He’s not a track coach, but Jeff Wolf is leading a hard-running team on a sprint that could bring more than Olympic gold.

Wolf, the CEO of Durham cancer chaser Heat Biologics, has been traversing the country telling investors, analysts and regulators why his company’s oncology platform deserves their attention.

And he’s getting some traction. Only two months ago, the U.S. Food and Drug Administration issued a coveted fast track designation for the company’s immune therapy, code named HS-410 (Vesigenurtacel L), targeting bladder cancer.

The designation means that the FDA will take a range of actions to work more closely with Heat to speed the review process, in the belief that Heat might be developing a platform technology that can save lives and reduce suffering, initially in people with so-called non-muscle invasive bladder cancer.

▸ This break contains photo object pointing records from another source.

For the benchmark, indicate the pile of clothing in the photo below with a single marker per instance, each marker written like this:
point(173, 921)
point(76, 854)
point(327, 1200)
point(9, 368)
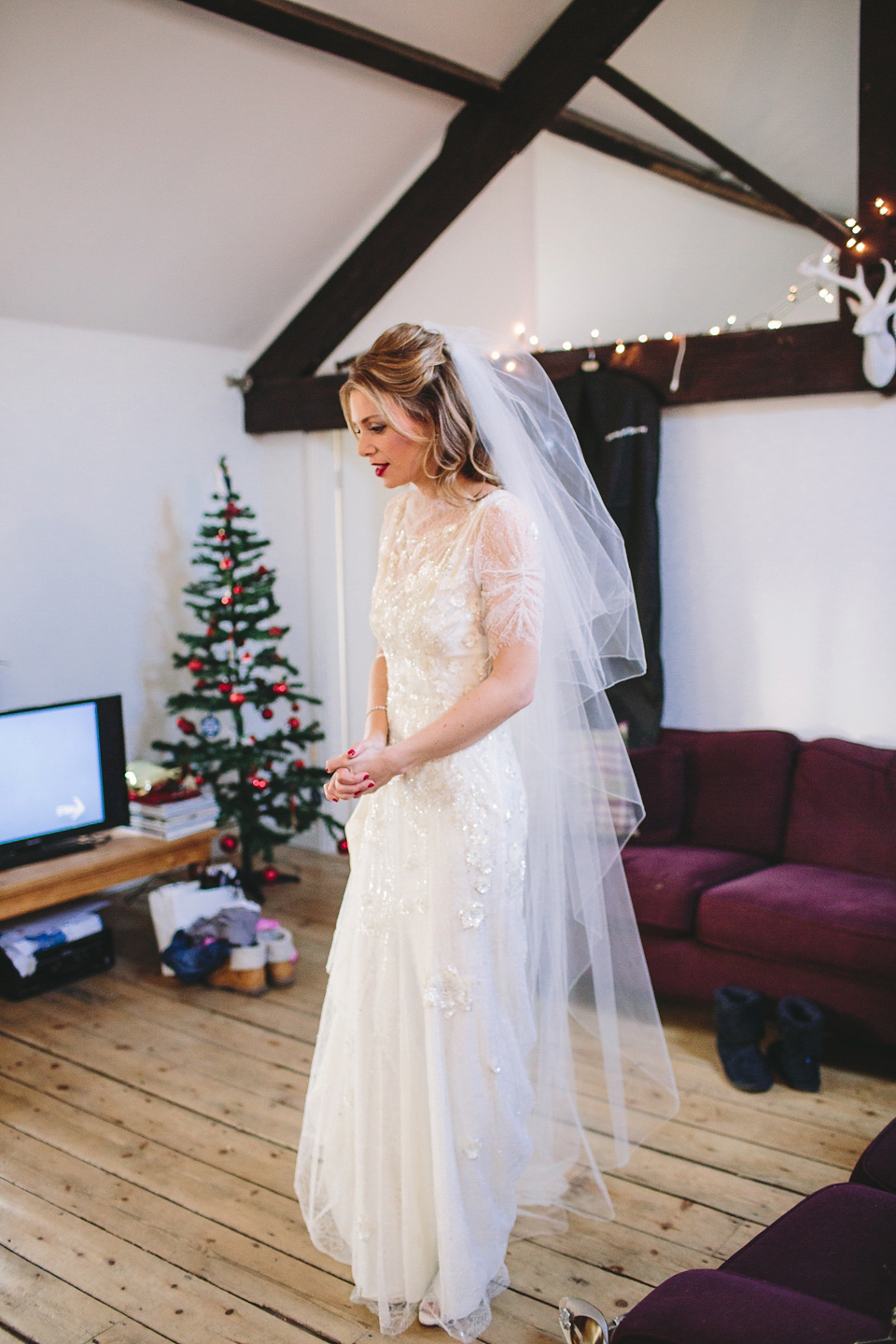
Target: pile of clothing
point(226, 943)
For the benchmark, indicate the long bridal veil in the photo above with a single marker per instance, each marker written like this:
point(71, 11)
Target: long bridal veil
point(601, 1069)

Now the company is starting a new phase one-b trial of its other lead product, Viagenpumatucel-L (HS-110) to treat non-small cell lung cancer. Heat expects to enroll the first patient shortly in this new trial combining HS-110 with multiple immune modulating strategies.

Making an ImPACT

The therapies are based on the company’s Immune Pan Antigen Cytotoxic Therapy (ImPACT) platform. The company believes it’s a platform technology because early testing indicates it can coax the body’s own immune defense weapons, called killer T cells, to attack numerous forms of cancer.

HS-110 is Heat’s first product candidate in its series of ImPACT drugs. And HS-410 is already in phase two clinical trials, which evaluate its effectiveness as a vaccination in extending the time of disease recurrence compared to placebo.

Heat was founded in 2008 to commercialize the cancer-fighting approach discovered at the University of Miami. Wolf soon decided Miami wasn’t the right environment to build the company, explored several major biotech hubs, and picked the Research Triangle area after meeting with specialists at the North Carolina Biotechnology Center.

Wolf said NCBiotech convinced him he could get the talent and support he needed in North Carolina to build Heat into a successful biopharmaceutical company, so he moved his company, consisting of himself and one employee, into a temporary rental office at NCBiotech in 2011.

NCBiotech helped propel company’s growth

Professionals in NCBiotech’s Business and Technology Development group worked closely with Wolf to help hone his pitch to investors. He also joined them and CEOs of other life science start-ups on NCBiotech-led visits to venture capital companies in Palo Alto and Boston.

NCBiotech provided Heat its first outside funding, a $225,000 Strategic Growth Loan. That opened doors to more investment opportunity for Wolf. Heat was able to repay the loan well ahead of schedule as other investment support came in.

Heat got another boost from one of NCBiotech’s $3,000 industrial intern awards in 2012, to help it reach the public-trading milestone of an initial public offering of stock on the NASDAQ exchange. By the time of the IPO offering of 2.5 million shares at $10 apiece, Heat had also garnered some $5 million in other outside investment.

Heat’s ImPACT Therapy is designed to deliver live, genetically modified, irradiated human cells which are reprogrammed to pump out a broad spectrum of substances toxic to cancer cells. ImPACT is a one-two punch that also includes a potent immune-system booster called gp96, a protein found in all human cells. Heat taps gp96 to educate and activate cancer patients’ own immune systems to better recognize and kill cancerous cells.